Research suggests that physicians may find pain drawings particularly useful in discovering nonorganic factors affecting back pain.8 “If you have a drawing of someone and they note pain located in their low back, moving into their elbow and going down their arm to their fingers, and they identify these unrelated anatomical areas where they’re sensing discomfort, then you might suspect there’s a strong psychosocial component involved with their pain,” Dr. Richardson explains.
In fact, research indicates that psychiatric therapy may reduce back pain.4 Behavioral interventions also have proven useful for patients with chronic low back pain.9
Ultimately, a collaborative approach is ideal for a patient with rheumatic disease and back pain. A physical therapist will take several factors into account in creating an exercise plan for a specific patient, including where the pain is, the underlying cause, and other disease processes that may be in effect.
“Patients with rheumatic conditions can have several other comorbidities that may limit their ability to participate in certain exercises, and therapists are trained to tailor their exercise programs,” Dr. Goode says. A therapist also will help the patient progress through the program over time, as one exercise may become less effective as the treatment regimen progresses.
For example, patients who have AS “tend to get into this flexed position, losing the natural curvature of the spine, creating a lot of back pain,” Dr. Schoenhals says. “So if you find out early on they have this condition, a physical therapist can identify the most significant mobilization and strength deficits, and work with that individual to get on a good exercise program to keep their spine health and mobilization appropriate for as long as they can.”

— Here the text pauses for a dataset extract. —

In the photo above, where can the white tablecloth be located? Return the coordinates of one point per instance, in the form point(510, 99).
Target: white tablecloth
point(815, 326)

In patients with RA, the cervical spine can be affected. If the patient has no instability and they don’t need corrective surgery, as determined by X-ray, a physical therapist can work with the patient on pain management, Dr. Schoenhals says.
For chronic pain that is not managed or improved with physical therapy and other conservative treatment, surgery or injections may be warranted, Dr. Goode says.
Surgery should be undertaken as a last resort, Dr. Richardson cautions. This is because even the pain of a herniated disk can be improved through physical therapy and a tailored exercise program. “You’d want to try a conservative course of pharmacology and nonpharmacology treatments, including physical therapy, and exhaust those possibilities and interventions before you refer [the patient] on to a surgeon.”